Andy Hawthorne

Andy Hawthorne

Projects, photos and running

16 May 2020

How to Take a Rest Day From Running

Reading time: 3 minute(s) - 600 words

How to Take a Rest Day From Running

I hate rest days. Because it means I can’t go and run. But before we get any further, remember this: rest days are an important part of the training process.

The sun was rising and throwing that golden light all around. The sky was coloured with a palette of a thousand shades. And the birds were singing their morning chorus.

Me? I felt like I’d been run over by a bus.

This was my tenth consecutive day of running. It was set to be another glorious July day - it was already warm even though the world was only waking up. None of that mattered to me, though. I was plain knackered.

But my shorts were on and my (battered) trainers were on my feet. I was doing this.

I’d gone no more than a mile and the trouble started. My legs were heavy and sore. My upper body was still in bed. And I couldn’t get a regular breathing pattern going at all.

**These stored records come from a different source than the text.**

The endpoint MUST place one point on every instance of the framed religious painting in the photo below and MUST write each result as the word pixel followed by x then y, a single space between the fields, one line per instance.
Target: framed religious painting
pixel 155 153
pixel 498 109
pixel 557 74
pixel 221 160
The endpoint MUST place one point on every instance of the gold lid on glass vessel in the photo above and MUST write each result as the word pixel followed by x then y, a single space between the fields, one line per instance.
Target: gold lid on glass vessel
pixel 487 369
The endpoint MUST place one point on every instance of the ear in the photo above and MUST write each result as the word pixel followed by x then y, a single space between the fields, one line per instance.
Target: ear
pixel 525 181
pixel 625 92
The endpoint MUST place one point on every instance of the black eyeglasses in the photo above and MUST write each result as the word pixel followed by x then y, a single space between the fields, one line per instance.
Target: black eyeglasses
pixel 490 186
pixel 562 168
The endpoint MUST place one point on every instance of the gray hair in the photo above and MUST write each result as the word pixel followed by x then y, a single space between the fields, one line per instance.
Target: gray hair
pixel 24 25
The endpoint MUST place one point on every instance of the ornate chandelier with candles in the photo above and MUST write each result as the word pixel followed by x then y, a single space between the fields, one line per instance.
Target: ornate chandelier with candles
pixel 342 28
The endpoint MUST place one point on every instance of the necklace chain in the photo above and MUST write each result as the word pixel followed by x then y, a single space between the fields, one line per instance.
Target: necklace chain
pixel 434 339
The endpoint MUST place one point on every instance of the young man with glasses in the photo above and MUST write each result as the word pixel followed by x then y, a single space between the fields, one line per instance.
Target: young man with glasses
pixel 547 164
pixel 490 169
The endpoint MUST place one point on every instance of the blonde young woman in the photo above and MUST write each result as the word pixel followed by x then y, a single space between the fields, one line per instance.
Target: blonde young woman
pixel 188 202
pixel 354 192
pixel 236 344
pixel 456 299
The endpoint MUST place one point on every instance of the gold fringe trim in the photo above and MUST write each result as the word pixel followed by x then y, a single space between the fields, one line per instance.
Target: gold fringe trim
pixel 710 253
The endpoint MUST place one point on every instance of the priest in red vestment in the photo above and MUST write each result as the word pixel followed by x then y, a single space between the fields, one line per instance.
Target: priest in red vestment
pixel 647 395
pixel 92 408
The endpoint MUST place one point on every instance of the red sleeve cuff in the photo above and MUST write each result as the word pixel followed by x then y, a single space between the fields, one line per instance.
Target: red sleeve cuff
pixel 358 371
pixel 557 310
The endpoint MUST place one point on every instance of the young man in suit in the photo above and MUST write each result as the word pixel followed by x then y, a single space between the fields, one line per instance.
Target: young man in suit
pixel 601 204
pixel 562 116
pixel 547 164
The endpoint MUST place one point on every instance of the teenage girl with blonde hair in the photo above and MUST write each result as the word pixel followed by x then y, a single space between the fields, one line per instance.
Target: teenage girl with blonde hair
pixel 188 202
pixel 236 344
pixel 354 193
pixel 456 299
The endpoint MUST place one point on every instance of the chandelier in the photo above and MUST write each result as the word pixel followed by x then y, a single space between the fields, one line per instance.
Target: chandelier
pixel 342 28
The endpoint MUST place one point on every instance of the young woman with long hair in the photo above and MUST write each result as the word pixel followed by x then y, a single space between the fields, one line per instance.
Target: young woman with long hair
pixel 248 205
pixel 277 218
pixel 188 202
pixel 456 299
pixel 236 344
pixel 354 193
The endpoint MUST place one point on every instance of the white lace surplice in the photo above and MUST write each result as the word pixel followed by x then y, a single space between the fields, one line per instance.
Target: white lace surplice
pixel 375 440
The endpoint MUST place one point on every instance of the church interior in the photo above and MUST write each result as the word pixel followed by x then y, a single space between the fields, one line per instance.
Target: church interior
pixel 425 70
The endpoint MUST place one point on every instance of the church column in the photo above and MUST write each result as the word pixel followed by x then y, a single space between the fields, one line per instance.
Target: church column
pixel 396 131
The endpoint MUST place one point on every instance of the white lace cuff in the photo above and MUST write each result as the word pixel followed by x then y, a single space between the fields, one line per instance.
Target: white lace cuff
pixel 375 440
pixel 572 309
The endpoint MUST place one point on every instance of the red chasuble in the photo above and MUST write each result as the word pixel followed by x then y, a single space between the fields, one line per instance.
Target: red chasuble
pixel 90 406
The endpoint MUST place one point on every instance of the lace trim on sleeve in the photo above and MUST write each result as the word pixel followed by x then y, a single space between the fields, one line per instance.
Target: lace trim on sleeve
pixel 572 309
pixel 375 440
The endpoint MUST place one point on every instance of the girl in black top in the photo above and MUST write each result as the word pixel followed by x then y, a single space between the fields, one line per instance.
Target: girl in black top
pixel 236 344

But I ran on anyway. Assuming things would settle down. Assuming that the lovely morning would lift me and I’d smash out another good run.

“I’ve put in some great runs lately,” I thought. “This one will sort itself out.”

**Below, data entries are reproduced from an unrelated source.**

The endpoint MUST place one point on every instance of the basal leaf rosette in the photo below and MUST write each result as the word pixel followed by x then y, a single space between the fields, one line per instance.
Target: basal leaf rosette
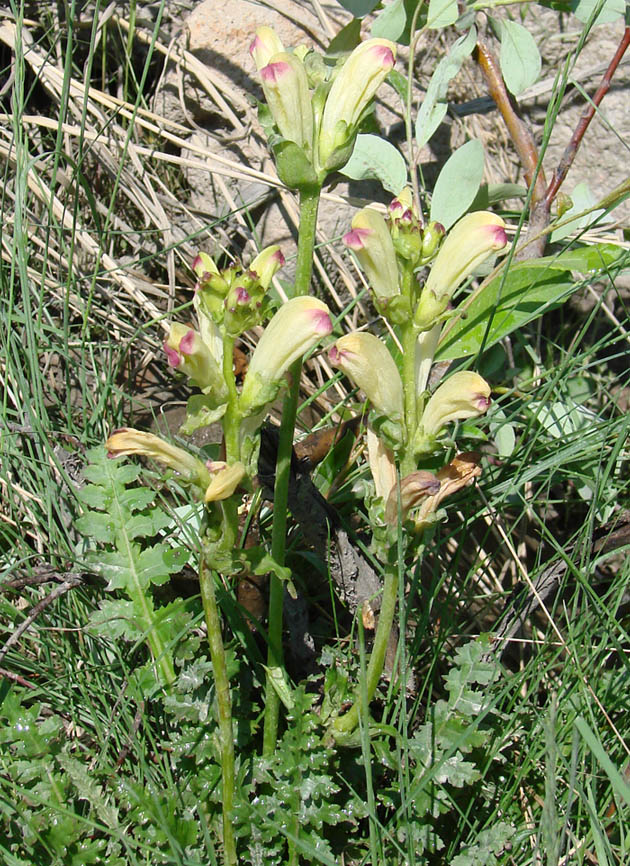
pixel 366 360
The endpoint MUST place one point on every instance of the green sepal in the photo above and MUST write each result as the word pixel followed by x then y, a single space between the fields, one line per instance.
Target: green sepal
pixel 295 169
pixel 397 309
pixel 201 412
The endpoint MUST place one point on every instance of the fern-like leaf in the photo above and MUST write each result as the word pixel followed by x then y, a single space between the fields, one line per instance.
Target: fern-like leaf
pixel 122 521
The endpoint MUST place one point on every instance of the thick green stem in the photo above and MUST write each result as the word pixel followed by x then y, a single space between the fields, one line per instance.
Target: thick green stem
pixel 231 419
pixel 309 202
pixel 224 705
pixel 345 724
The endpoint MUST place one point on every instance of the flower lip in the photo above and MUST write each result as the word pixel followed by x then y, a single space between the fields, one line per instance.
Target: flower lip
pixel 275 71
pixel 187 342
pixel 355 238
pixel 173 358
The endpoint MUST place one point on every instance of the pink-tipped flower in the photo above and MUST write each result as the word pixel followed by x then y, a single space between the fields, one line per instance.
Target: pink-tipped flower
pixel 464 395
pixel 366 360
pixel 286 89
pixel 264 45
pixel 225 478
pixel 297 326
pixel 466 246
pixel 127 441
pixel 372 244
pixel 414 488
pixel 352 90
pixel 187 351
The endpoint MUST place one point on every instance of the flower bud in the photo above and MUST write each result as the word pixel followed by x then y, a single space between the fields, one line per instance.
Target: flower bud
pixel 432 237
pixel 353 87
pixel 413 489
pixel 128 441
pixel 287 93
pixel 224 479
pixel 296 327
pixel 366 360
pixel 464 395
pixel 466 246
pixel 382 465
pixel 371 242
pixel 265 44
pixel 406 227
pixel 186 351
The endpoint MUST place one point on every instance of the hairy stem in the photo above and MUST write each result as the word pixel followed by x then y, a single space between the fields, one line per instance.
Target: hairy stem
pixel 578 134
pixel 309 202
pixel 224 704
pixel 344 725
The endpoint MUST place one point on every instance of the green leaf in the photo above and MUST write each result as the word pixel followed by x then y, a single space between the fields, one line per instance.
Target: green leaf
pixel 530 289
pixel 345 41
pixel 458 183
pixel 610 10
pixel 434 105
pixel 201 411
pixel 359 8
pixel 390 23
pixel 376 158
pixel 442 13
pixel 583 199
pixel 617 781
pixel 520 58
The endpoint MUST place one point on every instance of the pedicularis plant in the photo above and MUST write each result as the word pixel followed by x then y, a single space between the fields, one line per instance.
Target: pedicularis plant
pixel 313 113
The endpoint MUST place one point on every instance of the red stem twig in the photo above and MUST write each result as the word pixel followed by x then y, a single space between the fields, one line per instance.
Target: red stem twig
pixel 570 152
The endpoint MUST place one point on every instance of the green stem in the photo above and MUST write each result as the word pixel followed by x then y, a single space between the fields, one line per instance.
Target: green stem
pixel 231 419
pixel 309 202
pixel 347 723
pixel 224 704
pixel 409 336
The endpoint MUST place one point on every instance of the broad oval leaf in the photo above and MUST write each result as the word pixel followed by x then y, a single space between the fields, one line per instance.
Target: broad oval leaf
pixel 359 8
pixel 376 158
pixel 434 105
pixel 530 289
pixel 520 58
pixel 390 23
pixel 458 183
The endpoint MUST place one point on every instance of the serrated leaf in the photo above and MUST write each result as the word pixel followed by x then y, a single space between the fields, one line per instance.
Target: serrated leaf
pixel 434 105
pixel 520 59
pixel 390 23
pixel 97 525
pixel 442 13
pixel 373 157
pixel 93 496
pixel 458 183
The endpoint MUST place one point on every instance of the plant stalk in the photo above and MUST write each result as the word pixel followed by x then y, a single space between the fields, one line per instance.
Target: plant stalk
pixel 345 724
pixel 309 203
pixel 224 704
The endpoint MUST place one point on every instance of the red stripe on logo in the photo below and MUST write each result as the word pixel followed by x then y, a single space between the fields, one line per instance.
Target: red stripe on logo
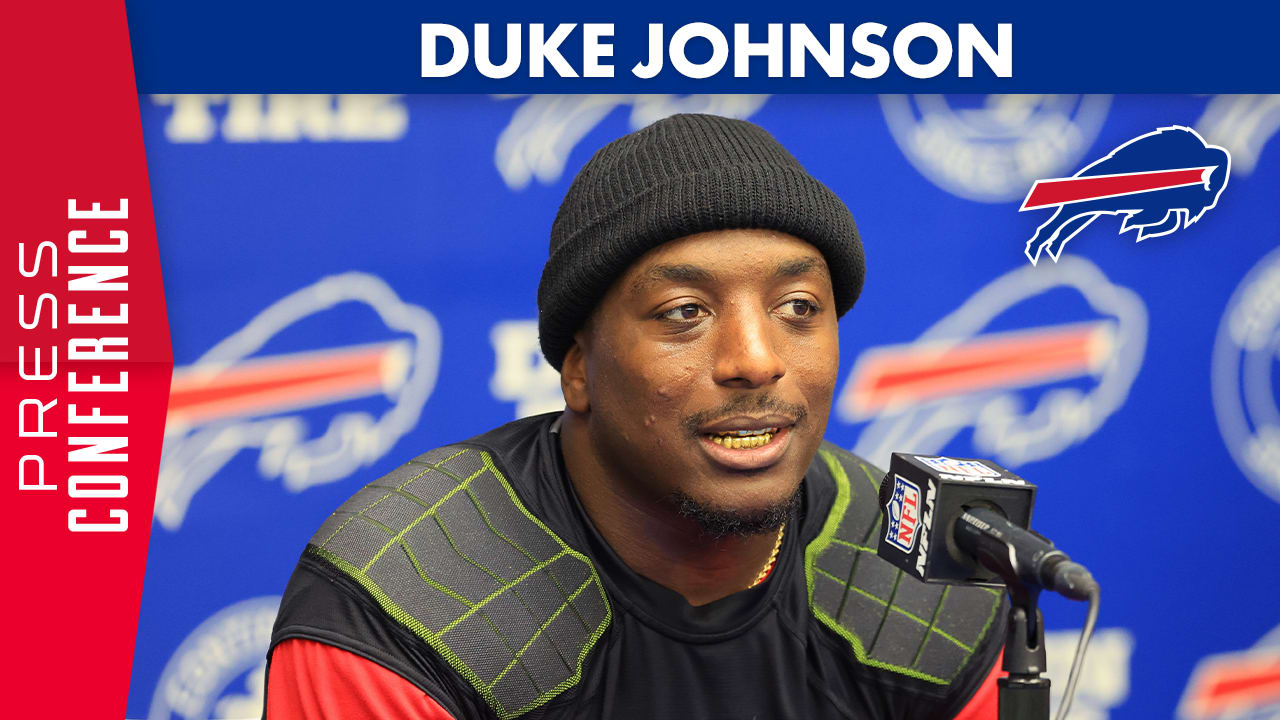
pixel 1235 684
pixel 283 382
pixel 1059 191
pixel 908 376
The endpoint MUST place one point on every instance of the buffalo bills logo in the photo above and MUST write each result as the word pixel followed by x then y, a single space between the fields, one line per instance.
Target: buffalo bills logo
pixel 1161 182
pixel 903 511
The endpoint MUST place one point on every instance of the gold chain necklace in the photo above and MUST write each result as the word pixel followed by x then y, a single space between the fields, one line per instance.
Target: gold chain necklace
pixel 773 557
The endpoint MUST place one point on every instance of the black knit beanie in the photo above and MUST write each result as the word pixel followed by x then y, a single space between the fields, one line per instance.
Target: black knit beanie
pixel 677 177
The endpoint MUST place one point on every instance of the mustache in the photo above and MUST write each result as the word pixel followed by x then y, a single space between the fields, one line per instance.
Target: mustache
pixel 745 404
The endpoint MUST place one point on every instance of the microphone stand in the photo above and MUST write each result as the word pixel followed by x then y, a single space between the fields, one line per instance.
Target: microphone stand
pixel 1023 695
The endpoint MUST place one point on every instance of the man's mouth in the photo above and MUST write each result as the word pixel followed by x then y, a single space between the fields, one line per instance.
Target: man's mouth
pixel 746 443
pixel 744 440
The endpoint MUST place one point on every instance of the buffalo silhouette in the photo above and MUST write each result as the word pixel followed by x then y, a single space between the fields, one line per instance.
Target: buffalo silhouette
pixel 1152 213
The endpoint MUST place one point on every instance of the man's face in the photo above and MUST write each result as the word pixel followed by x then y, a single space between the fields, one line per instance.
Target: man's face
pixel 707 374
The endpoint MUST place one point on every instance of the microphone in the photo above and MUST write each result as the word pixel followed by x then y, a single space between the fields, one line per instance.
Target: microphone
pixel 964 520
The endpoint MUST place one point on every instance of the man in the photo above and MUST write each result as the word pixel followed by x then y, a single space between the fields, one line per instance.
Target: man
pixel 677 543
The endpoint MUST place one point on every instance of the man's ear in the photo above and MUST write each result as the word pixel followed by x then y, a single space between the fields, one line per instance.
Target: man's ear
pixel 574 377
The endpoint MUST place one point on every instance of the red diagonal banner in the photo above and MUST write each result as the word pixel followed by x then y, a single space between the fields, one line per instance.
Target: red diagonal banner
pixel 87 360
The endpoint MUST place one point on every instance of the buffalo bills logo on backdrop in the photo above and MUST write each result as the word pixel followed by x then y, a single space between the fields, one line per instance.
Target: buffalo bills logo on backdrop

Except it wasn’t going to, of course.

I struggled on through our local country park. I did become aware of how beautiful the early morning was. The air smelled of summer. And the colours were a riot of shades and tones. The trouble was, I was seeing it all through a mist of pain.

I struggled on for another couple of miles. And then came to an abrupt stop. I walked the last mile and a bit home.

So, what was the issue?

Simple, really. I was tired. Pure and simple. I’d put in 90+ miles in the last ten days. I’d run several PB’s. I’d run off-road and on tarmac. It had been great.

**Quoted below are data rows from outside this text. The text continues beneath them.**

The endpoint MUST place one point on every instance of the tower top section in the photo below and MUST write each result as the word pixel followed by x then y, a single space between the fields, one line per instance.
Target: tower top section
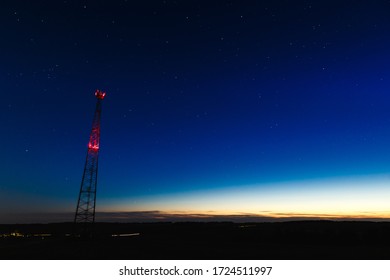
pixel 99 94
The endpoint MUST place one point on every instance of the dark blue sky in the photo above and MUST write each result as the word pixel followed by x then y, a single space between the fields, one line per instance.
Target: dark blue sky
pixel 202 96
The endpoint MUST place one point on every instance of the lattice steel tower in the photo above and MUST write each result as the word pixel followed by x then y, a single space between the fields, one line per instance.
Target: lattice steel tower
pixel 85 212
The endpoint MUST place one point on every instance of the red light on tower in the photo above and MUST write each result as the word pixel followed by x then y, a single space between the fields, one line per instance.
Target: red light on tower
pixel 85 212
pixel 99 94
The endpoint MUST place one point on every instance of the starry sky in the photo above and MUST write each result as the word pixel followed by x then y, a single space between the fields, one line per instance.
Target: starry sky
pixel 213 108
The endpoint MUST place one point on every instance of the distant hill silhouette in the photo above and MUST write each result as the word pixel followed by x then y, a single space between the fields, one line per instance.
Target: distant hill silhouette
pixel 195 240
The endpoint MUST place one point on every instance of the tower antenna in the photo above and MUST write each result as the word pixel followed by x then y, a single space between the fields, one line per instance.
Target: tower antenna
pixel 85 212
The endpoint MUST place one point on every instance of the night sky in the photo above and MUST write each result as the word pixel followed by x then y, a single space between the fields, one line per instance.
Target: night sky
pixel 252 108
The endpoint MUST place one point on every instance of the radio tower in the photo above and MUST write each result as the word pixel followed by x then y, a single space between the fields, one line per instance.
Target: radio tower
pixel 85 212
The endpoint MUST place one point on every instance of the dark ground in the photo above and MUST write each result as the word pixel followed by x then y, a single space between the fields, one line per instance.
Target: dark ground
pixel 279 240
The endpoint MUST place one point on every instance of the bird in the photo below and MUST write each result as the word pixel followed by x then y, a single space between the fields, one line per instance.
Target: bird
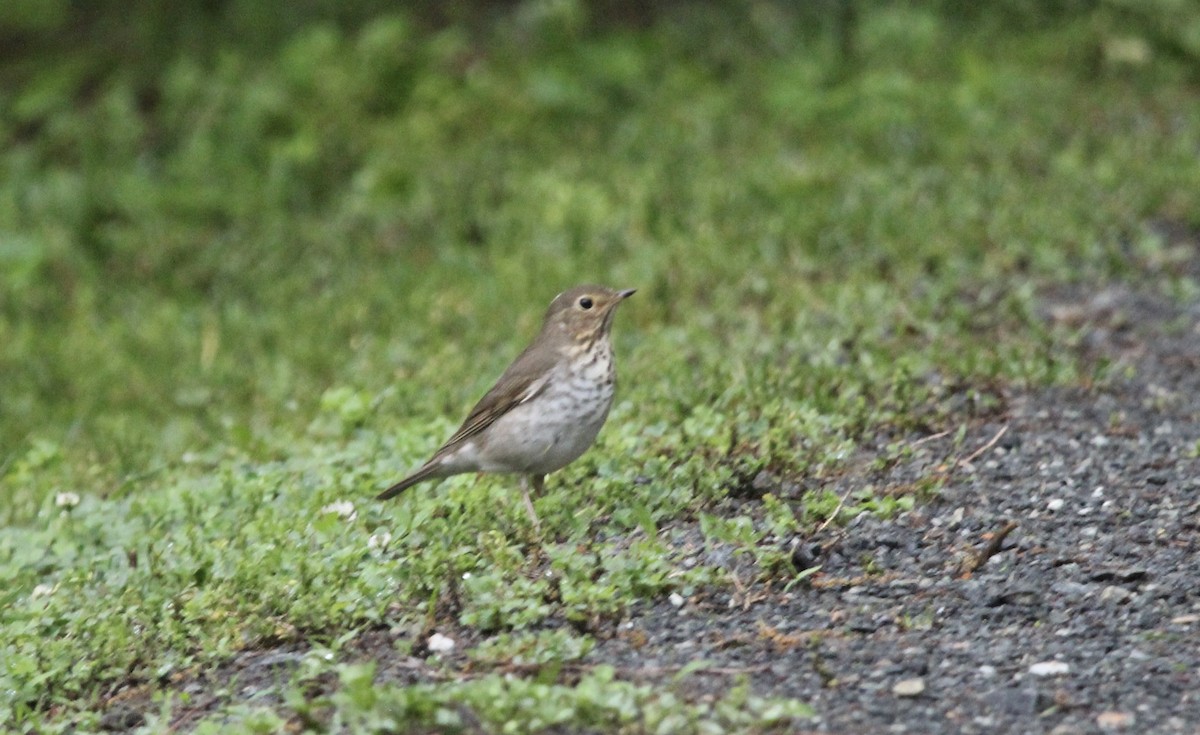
pixel 546 410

But now? I was in severe need of a rest.

The truth was, I should have taken a rest several days earlier. Then, I would have been able to keep going.

“Adapting” days

Part of my problem with rest days is the idea that you’re just not running. I read somewhere that one way to settle it in your mind is to call them adapting days.

I dug around and found the source. It was running coach and author Jason Koop that describes it that way.

The more I thought about it, the more I liked it. An adapting day is where you let your body take on the training effect that you’ve been putting it through. Your are letting your body adapt to the new level of fitness.

Whatever you call them, rest days are essential. Because if you keep piling the pressure on, all that work will get lost.

It’s like pouring a pint. Just enough and you fill the glass. Keep the tap on and it starts to overflow. Nobody wants beer going into the spill trays.

When do you fit them in?

You rest when your body tells you to rest. That means you have to learn to listen to it.

The one I still spot the easiest is when I run but struggle more than usual. A slight drop-off in performance is indicative of trouble coming.

Better to take a rest now, before the trouble arrives.

The bottom line? Let your body adapt to the training. And your running will improve. Take a rest to run faster.